Note that a “linear” model does NOT mean that you only use one value to determine one other value, as in \(y=m\,x+b\). It means that the individual qualitative, continuous variables \(x_i\) that determine your \(y\) value are added to each other in a linear way, e.g.

\[y = m_1\,x_1 + m_2\,x_2 + m_3\,x_3 +...\]
In [33]:
N_folds = 10
kfolds = cv.KFold(len(all_stats), n_folds=N_folds)

regressor = linear_model.LinearRegression()
valid_data = ["strikeouts", "runs_allowed", "saves", "hits",
             "shutouts", "wins", "losses", "outs_pitched",
             "walks", "batters_faced"]
Xvals = np.array(all_stats[valid_data])
yvals = np.array(all_stats.salary)

coeffs, intercepts = [], []

for train_index, test_index in kfolds:
    X_train, X_test = Xvals[train_index], Xvals[test_index]
    y_train, y_test = yvals[train_index], yvals[test_index]
    regressor.fit(X_train, y_train)
    coeffs.append(regressor.coef_)
    intercepts.append(regressor.intercept_)

coeffs = np.array(coeffs).mean(axis=0) #averages each column
intercept = np.array(intercepts).mean(axis=0)

regressor.coef_ = coeffs
regressor.intercept_ = intercept
In [34]:
print("Score: {0}".format(regressor.score(Xvals, yvals)))
Score: 0.6557068867328253

A notably better result.

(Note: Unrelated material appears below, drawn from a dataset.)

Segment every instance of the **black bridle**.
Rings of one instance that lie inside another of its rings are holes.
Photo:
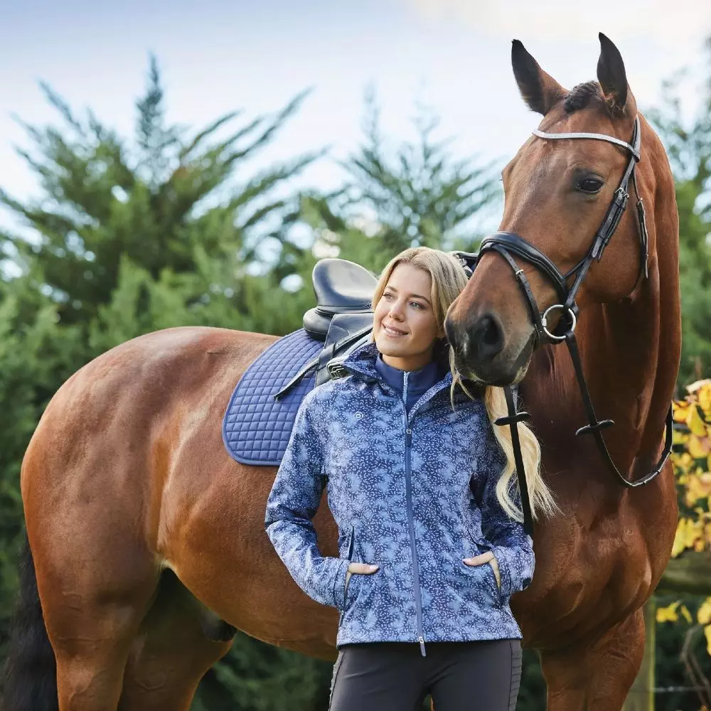
[[[639,274],[633,287],[633,291],[636,288],[640,279],[643,277],[646,278],[648,276],[648,238],[647,225],[645,218],[644,206],[642,204],[642,199],[637,189],[637,182],[634,173],[635,166],[640,160],[640,149],[642,141],[639,117],[635,117],[634,127],[632,131],[632,138],[630,143],[626,143],[624,141],[621,141],[619,139],[612,136],[607,136],[605,134],[551,134],[535,130],[533,132],[533,134],[546,140],[587,139],[605,141],[608,143],[622,146],[630,154],[629,162],[627,164],[627,168],[622,176],[622,179],[620,181],[619,187],[615,191],[612,203],[607,208],[605,217],[602,220],[599,229],[595,234],[592,245],[588,250],[587,254],[572,269],[563,274],[560,273],[555,264],[538,247],[535,247],[530,242],[527,242],[520,235],[516,235],[510,232],[498,232],[486,237],[482,240],[479,251],[476,254],[467,252],[456,252],[456,254],[460,258],[462,264],[470,270],[470,276],[476,269],[481,255],[486,254],[487,252],[496,252],[506,260],[511,269],[513,269],[516,281],[523,293],[525,301],[530,312],[533,325],[535,327],[536,337],[539,343],[555,344],[565,341],[567,345],[568,350],[570,351],[570,356],[575,368],[575,375],[580,387],[583,405],[589,422],[588,424],[577,429],[575,432],[576,435],[592,434],[597,442],[603,459],[620,483],[631,488],[641,486],[643,484],[648,483],[661,471],[671,451],[673,427],[671,406],[670,405],[669,412],[667,414],[664,449],[659,462],[646,476],[635,481],[630,481],[615,466],[605,444],[602,431],[606,427],[611,427],[614,422],[611,419],[599,420],[597,419],[592,402],[590,400],[590,393],[588,390],[587,384],[585,382],[585,377],[583,374],[582,363],[580,360],[580,354],[578,351],[577,342],[574,334],[579,313],[577,304],[575,303],[575,297],[578,289],[580,288],[580,285],[582,284],[583,279],[584,279],[587,274],[588,270],[590,269],[593,262],[599,262],[602,258],[605,247],[609,244],[612,235],[619,225],[625,208],[627,206],[627,201],[629,199],[628,188],[631,181],[637,198],[636,217],[640,245]],[[533,264],[545,274],[548,280],[552,284],[560,303],[554,304],[552,306],[549,306],[542,314],[540,312],[528,279],[526,279],[523,270],[516,263],[512,254]],[[573,278],[573,283],[569,287],[568,283],[571,278]],[[556,330],[552,331],[548,328],[548,319],[549,314],[556,310],[560,310],[562,314]],[[521,456],[518,429],[518,423],[525,419],[530,419],[530,415],[528,412],[518,411],[510,387],[505,387],[504,391],[506,395],[506,404],[508,407],[508,416],[498,418],[496,421],[496,424],[500,425],[508,424],[511,429],[511,439],[513,444],[514,459],[521,495],[524,525],[526,532],[530,534],[533,532],[533,517],[531,515],[530,502],[529,501],[528,490],[523,471],[523,461]]]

Still not perfect, but we’re getting about 20% more of the variability of the data. Let’s plot our actual data and our model data side by side.

In [14]:
fig = plt.figure(figsize=(12, 4))
fig.subplots_adjust(wspace=0)
ax = plt.subplot(121)
ax.scatter(all_stats.strikeouts, all_stats.salary, edgecolor="None",
            s=5, c='k', alpha=0.2)
ax.set_yscale("log")
ax.set_xlabel("Strikeouts", fontsize=12); ax.set_ylabel("Salary ($)", fontsize=12)
ax.set_xlim(-50, 2750); ax.minorticks_on()

ax = plt.subplot(122)
ax.scatter(Xvals[:, 1], regressor.predict(Xvals), edgecolor="None",
            s=2, c='r')
ax.set_xlabel("Strikeouts", fontsize=12)
ax.set_ylim(1E4, 1E9)
ax.set_yscale("log"); ax.set_yticklabels([])
ax.set_xlim(-50, 2750); ax.minorticks_on()

plt.show()
../_images/lectures_stats_day4_28_0.png

Take Care with Multivariate Models

  • Multivariate linear models assume that each added variable is independent of the others.
  • Given this, you want to beware of multicollinearity: two or more characteristics correlated with each other (e.g. “strikeouts” and “outs_pitched”).
  • To ensure that highly-correlated variables are not included together, add new variables carefully and gradually. For more, see this set of pages on multicollinearity and other regression pitfalls.